Los afrodescendientes fueron perseguidos, asesinados, sus casas quemadas, y su dignidad negada sistemática e impunemente. Durante los años cincuenta y sesenta las luchas contra la segregación racial se cobraron muchas vidas. Recién en 1965, cuando fue aprobada la Voting Rigth Act, los afroamericanos pudieron ejercer el derecho al voto. Desde aquel año la revolución que incubaron los activistas por los derechos civiles Rosa Parks, Martin Luther King, Malcolm X y tantos otros, quedó frustrada.

En Estados Unidos el pensamiento de la élite dominante sigue anclado en el paradigma de la diferencia y la superioridad moral

“No han hecho una revolución cultural”, opinó Tocqueville cuando visitó Estados Unidos en la segunda década del siglo XIX. No la habían hecho, en efecto. Ni la hicieron luego. Ni parece estar en los planes de nadie hacerla. Tampoco Europa la hizo: nunca hubo un movimiento triunfante para la instauración de una cultura democrática.
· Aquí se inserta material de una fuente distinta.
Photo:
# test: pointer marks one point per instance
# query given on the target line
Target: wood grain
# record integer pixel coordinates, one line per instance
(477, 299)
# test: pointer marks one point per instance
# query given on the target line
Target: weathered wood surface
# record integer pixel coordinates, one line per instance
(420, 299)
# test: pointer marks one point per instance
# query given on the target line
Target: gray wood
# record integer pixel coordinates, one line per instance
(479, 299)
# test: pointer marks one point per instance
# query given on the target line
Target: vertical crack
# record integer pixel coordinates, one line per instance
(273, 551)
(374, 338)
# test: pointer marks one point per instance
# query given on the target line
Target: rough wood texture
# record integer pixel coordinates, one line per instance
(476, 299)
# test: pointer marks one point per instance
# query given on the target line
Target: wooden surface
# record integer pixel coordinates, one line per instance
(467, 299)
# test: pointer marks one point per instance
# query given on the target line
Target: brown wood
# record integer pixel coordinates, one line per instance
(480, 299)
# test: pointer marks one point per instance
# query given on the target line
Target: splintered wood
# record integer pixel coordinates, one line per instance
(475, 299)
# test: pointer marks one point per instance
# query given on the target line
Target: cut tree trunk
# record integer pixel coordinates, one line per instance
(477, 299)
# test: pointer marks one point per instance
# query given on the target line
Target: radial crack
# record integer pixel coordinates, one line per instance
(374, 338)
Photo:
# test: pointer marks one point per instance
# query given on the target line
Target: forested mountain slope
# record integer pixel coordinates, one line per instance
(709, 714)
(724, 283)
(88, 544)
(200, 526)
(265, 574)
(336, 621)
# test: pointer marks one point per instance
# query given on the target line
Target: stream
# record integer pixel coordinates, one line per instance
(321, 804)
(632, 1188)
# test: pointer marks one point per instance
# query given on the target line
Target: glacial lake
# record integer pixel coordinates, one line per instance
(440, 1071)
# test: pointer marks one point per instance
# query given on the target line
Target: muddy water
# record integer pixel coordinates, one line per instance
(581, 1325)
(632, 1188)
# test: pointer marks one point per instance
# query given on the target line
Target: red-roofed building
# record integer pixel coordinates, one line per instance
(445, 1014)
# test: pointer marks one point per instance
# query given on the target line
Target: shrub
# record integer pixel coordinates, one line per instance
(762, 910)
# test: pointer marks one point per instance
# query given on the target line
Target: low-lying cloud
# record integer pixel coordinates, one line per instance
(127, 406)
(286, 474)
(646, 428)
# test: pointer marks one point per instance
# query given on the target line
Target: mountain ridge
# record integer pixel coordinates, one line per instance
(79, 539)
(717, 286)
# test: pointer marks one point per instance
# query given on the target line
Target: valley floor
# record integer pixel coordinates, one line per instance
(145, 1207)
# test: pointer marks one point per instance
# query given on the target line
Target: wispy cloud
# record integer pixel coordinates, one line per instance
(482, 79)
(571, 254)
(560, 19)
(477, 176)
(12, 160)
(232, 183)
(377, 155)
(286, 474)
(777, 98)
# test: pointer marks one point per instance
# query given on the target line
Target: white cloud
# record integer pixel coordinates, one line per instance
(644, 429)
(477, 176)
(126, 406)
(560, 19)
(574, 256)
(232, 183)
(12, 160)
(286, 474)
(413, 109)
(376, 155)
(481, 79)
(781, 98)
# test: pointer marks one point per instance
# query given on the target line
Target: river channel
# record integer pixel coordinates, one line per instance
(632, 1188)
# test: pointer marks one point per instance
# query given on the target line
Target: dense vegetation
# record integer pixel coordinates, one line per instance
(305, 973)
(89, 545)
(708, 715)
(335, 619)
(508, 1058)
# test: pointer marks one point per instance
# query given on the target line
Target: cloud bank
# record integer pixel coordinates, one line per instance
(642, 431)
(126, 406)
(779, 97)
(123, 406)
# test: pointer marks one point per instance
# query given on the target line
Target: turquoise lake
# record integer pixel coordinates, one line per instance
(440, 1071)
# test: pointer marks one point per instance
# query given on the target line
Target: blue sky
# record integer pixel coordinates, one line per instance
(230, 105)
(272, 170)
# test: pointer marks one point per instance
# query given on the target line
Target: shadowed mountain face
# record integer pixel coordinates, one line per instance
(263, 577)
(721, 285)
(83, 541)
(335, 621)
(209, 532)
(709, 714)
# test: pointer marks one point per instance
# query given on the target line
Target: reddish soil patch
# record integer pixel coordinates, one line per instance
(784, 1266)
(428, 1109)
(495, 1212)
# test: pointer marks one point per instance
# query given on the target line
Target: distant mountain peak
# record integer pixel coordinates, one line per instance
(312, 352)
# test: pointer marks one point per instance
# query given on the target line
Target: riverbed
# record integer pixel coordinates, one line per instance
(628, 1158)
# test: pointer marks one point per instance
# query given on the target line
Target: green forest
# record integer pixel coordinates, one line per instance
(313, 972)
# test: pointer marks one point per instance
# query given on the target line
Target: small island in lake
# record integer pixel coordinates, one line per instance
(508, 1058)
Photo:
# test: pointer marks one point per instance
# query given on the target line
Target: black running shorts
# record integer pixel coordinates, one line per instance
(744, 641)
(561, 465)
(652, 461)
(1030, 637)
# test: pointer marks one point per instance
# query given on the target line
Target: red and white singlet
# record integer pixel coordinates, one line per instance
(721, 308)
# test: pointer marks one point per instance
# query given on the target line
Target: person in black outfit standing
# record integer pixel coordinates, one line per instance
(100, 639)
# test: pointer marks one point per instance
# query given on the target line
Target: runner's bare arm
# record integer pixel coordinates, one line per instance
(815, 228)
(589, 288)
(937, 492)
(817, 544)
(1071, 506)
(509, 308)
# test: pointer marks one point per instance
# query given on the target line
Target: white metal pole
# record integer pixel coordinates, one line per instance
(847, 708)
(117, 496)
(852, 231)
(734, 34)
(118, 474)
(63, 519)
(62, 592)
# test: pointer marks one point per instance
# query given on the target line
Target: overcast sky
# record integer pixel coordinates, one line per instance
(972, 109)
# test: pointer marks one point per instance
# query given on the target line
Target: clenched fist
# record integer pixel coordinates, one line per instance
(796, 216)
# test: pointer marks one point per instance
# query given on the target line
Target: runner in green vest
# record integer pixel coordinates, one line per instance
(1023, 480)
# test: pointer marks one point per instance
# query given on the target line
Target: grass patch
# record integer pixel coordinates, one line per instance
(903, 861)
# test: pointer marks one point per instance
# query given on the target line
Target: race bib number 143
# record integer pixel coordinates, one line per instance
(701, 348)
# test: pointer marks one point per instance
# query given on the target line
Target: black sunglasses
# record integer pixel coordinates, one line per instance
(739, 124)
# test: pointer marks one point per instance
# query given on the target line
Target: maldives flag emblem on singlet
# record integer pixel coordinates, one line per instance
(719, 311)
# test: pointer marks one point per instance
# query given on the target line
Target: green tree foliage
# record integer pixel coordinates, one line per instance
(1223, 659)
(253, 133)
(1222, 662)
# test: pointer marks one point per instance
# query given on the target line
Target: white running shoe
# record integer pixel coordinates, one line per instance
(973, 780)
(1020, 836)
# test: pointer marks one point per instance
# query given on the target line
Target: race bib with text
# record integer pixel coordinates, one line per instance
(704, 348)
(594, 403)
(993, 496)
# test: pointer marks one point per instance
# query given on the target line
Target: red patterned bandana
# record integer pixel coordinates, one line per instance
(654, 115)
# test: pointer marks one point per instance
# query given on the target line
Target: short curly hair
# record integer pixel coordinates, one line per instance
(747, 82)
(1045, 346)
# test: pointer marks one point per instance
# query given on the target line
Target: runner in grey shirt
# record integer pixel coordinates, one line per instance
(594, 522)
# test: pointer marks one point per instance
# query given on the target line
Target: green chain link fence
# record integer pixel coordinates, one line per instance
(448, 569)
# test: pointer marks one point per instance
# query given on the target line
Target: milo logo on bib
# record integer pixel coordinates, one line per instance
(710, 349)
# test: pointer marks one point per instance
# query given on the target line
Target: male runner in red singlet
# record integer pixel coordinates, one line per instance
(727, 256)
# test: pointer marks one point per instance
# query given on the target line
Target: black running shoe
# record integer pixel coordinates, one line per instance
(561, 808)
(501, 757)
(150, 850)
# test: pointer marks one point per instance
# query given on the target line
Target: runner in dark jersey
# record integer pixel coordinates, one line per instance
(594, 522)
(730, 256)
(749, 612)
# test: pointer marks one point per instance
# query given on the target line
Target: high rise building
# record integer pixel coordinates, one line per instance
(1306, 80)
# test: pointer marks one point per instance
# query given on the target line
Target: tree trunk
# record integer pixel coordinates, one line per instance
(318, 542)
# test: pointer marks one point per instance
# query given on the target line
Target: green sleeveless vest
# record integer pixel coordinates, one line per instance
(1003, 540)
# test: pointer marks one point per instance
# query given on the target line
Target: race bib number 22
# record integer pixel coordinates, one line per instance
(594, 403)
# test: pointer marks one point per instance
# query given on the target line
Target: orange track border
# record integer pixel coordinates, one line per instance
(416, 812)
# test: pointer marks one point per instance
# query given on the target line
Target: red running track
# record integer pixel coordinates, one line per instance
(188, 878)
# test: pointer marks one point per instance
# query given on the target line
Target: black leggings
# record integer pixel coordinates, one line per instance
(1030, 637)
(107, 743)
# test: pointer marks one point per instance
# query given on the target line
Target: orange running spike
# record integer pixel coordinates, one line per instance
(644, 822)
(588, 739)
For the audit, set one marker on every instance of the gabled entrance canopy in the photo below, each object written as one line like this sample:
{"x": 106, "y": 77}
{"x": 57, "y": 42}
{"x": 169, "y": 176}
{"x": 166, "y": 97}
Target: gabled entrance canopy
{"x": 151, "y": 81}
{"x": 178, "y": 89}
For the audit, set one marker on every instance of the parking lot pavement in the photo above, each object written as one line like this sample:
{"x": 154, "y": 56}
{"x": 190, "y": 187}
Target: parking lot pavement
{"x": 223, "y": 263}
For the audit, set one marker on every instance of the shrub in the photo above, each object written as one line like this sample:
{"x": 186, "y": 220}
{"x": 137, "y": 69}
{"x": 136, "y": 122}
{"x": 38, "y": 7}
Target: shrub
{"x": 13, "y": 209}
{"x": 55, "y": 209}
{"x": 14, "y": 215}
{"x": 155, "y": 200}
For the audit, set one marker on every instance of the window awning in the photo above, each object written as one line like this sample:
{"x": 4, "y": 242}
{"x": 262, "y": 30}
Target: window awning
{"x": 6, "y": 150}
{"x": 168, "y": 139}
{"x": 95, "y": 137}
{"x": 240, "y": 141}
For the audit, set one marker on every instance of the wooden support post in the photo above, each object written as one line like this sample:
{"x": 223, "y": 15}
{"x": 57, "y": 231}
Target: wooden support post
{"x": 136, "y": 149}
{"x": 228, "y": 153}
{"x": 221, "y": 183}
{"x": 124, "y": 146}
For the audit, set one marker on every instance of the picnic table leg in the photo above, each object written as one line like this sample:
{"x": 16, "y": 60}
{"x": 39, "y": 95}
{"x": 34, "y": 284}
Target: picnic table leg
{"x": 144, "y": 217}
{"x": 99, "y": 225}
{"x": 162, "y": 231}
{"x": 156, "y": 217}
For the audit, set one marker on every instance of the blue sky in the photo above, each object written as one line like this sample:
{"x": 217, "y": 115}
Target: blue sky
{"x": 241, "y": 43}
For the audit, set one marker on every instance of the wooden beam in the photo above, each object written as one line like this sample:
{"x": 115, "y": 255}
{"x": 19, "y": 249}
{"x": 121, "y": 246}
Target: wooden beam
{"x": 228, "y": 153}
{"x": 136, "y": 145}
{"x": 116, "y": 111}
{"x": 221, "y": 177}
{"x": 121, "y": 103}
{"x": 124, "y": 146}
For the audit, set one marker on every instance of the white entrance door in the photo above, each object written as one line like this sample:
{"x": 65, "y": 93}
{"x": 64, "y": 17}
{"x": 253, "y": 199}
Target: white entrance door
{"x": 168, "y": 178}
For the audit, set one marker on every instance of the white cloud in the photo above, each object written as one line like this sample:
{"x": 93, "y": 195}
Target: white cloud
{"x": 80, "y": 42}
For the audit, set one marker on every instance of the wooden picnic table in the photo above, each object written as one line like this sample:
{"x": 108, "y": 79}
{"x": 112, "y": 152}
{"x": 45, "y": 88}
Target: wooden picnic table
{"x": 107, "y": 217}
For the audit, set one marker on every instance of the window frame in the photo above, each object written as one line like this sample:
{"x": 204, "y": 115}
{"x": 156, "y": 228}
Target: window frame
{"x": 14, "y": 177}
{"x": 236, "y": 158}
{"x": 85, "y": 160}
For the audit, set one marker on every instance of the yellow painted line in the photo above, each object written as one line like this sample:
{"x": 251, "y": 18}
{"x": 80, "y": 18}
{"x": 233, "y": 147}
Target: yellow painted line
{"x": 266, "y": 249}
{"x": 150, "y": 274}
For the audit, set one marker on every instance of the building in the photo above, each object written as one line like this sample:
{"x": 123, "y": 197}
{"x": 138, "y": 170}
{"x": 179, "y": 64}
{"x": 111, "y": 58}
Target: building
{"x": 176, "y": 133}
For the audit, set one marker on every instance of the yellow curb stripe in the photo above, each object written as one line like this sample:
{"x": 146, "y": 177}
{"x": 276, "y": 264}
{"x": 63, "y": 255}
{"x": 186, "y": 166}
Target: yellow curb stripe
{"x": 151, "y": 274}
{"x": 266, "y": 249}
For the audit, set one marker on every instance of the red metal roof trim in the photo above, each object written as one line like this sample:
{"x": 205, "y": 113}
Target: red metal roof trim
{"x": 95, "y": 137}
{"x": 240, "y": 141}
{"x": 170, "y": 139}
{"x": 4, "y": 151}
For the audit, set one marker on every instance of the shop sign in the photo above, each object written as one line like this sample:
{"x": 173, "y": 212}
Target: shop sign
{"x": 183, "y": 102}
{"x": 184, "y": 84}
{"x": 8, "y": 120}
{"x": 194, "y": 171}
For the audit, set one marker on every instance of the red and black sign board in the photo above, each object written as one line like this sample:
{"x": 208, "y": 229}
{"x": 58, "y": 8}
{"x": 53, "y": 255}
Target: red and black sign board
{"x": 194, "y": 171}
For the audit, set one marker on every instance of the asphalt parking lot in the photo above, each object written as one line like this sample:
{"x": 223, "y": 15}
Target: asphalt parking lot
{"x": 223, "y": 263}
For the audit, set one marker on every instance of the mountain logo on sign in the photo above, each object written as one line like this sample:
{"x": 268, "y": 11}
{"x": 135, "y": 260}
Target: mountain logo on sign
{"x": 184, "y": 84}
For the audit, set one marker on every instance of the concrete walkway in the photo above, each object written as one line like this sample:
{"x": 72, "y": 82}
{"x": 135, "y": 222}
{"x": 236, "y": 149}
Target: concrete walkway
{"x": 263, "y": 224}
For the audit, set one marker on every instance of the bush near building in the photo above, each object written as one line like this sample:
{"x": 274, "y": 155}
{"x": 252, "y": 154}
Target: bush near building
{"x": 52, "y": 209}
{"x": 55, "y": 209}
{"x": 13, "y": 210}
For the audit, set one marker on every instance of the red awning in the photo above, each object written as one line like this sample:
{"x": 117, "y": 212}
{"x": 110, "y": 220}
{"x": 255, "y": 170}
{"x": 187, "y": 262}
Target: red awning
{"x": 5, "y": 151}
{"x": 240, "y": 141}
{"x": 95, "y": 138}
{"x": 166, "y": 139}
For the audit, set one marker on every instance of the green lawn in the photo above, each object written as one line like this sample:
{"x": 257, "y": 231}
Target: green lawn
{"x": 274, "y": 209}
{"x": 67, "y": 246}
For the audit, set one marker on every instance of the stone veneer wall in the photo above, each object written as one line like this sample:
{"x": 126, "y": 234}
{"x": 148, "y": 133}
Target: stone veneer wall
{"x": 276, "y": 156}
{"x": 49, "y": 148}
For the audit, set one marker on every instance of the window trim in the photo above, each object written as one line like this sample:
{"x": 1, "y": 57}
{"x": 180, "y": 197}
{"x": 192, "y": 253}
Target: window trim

Al parecer, en Estados Unidos el pensamiento de la élite dominante sigue anclado, como el de buena parte de la élite occidental, en el paradigma de la diferencia y la superioridad moral, de la desigualdad de la dignidad, de la existencia de una humanidad verdadera la de los blancos y ricos, y otra que “no tiene de humano más que la forma”. Se percibe esa falta de transformación en la cultura, por ejemplo, recordando que el mismo Tocqueville concluía: “El americano llama noble y estimable ambición lo que nuestros padres de la Edad Media llamaban codicia servil”. Platón advirtió cuan perniciosa es para el Estado la presencia en el poder de esos “seres inferiores que piensan en el éxito y el honor”. De todos aquellos polvos vienen estos lodos. Las democracias actuales lo son principalmente de instituciones, no de cultura. La revolución cultural pendiente ha de trascender los límites de ese pensamiento de la diferencia y apuntar a la implantación de la cultura democrática, cuya base no puede ser otra que la igualdad moral, el reconocimiento de la misma dignidad humana para todos, sin distinción alguna. Para esa tarea el papel de los intelectuales se hace esperar demasiado. Sócrates, en esto un pensador estalinista, pidió que a los filósofos se los obligara a tener presentes las necesidades del Estado en su pensamiento y obrar por encima de todo.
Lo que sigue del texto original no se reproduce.